A large part of the problem is that the US has about 17,000 different police agencies and twice as many police officers as the next largest police state, Germany, computed per capita. Professionalism is low, training in many of the smaller police forces range from merely inadequate to none. Conservatives fight establishing standards and regulations on the level of training as undesirable federal government interference in local government.
Indeed. I would suggest that there should be no more than 51 police forces in the USA - one for each state plus the feds. In the case of smaller states, you might even want to have a single force with jurisdiction over multiple states - for example there could be a New England force headquartered in Boston, with jurisdiction over Connecticut, Maine, Rhode Island, New Hampshire and Vermont, as well as Massachusetts; Washington DC, Delaware, Maryland and the two Virginias could reasonably have a single force; as could the two Dakotas plus Minnesota; and (perhaps) the two Carolinas.
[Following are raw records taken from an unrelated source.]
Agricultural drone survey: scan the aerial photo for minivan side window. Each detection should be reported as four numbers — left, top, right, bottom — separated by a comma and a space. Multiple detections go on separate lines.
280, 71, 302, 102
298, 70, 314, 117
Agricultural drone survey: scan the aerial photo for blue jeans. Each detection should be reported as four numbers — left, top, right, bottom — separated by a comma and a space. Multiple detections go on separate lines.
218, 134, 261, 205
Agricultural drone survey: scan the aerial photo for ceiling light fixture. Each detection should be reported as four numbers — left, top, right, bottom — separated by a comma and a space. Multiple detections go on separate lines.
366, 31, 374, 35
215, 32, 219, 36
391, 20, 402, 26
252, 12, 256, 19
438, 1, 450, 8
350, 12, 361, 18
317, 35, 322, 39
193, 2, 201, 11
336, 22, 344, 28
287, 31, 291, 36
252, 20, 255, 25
None of those four regional police forces would cover a particularly large land area by comparison with other states; except in the case of the Dakotas+MN, where they might cover a lot of ground, but not a lot of population.
Of course, this idea would work best with uniform laws across jurisdictions, which might not be popular locally, but having thousands of smaller county or city forces leads to far more problems than it solves. Larger forces tend to be better trained and equipped, and resources can be allocated on the basis of need, rather than the current state of affairs where wealthy locations with little crime get the cream, and poor locations with high crime get the dregs. Laws that are specific only to small areas are just needlessly confusing in the modern world of high mobility, where a uniform legal code at least within each state would be much more sensible.
Of course, I won't be holding my breath waiting for the US policing system to be reformed along these lines; but it will probably happen sooner than effective gun control, and might help to reduce the number of needless shootings by cops.